How can landscape architecture improve health?

Landscape architecture has long been considered a profession which maximises the use and effect of land resources to benefit people, the environment and the economy. Now, landscape architects are being called upon to help tackle the growing health crisis. So, how can landscape architecture boost our health and wellbeing – and what is a ‘healthy landscape’? 

Countries around the world are struggling to find ways to counter the latest health crisis: a global pandemic, increasing mental health issues, the impact of ageing and effect of long-term chronic diseases, such as heart disease, strokes, diabetes and cancer. The answer, in part, may lie in the creation of more healthy landscapes, a tried and tested solution that has been used for centuries. 

What is a healthy landscape? 

The UK’s Landscape Institute (LI), the chartered body for the landscape profession, describes ‘healthy landscapes’ as places designed to promote good health and wellbeing. They constitute any form of landscape – rural, urban, civic, open and protected spaces – which through their considered design and planning improve people’s physical and mental health. 

Throughout history, there’s an acceptance of the benefits on our health and mindset of our surroundings, particularly access to clean air, sunshine, plants and other forms of nature. For example, within the monasteries of the Middle Ages, you’d find spaces which came to be known as ‘healing gardens’ – places for contemplation and meditation, as well as growing food and herbs.
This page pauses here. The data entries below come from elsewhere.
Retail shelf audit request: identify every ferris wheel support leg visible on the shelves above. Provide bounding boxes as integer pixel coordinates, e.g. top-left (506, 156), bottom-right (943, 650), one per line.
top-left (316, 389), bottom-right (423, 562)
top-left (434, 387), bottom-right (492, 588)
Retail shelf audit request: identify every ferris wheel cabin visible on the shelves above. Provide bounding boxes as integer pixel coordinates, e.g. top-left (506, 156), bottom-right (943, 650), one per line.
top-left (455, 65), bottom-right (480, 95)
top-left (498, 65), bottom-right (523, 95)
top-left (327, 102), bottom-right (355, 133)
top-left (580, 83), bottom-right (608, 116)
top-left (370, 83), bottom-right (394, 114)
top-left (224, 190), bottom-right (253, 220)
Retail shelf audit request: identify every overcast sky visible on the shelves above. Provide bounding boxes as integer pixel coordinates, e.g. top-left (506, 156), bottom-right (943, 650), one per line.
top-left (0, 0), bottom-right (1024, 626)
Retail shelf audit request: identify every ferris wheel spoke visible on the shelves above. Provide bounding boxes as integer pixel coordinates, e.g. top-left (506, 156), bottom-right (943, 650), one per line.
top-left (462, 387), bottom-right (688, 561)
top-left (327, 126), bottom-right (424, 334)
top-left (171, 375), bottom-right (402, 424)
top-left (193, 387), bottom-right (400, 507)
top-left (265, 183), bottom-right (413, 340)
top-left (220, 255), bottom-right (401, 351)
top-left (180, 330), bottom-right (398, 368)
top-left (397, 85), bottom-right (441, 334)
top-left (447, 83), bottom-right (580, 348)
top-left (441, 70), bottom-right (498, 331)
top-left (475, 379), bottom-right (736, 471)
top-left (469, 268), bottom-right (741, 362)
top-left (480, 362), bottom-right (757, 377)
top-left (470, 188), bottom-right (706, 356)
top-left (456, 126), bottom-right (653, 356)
Later the Victorian urban parks movement was established to provide city dwellers access to fresh air and relaxation; why British Prime Minister William Pitt the Elder dubbed them “the lungs of London”The landscape also became more important as the space for social interaction, which enhances place attachment and social cohesion. Both factors contribute to mental well-being. 

Why are healthy landscapes important? 

Evidence has shown that our environment can have a direct impact our health. For example, a 2003 Dutch study of over 10,000 adults and children found that those living near green spaces were in better health, specifically they had lower rates of 15 different health conditions, particularly depression and anxiety.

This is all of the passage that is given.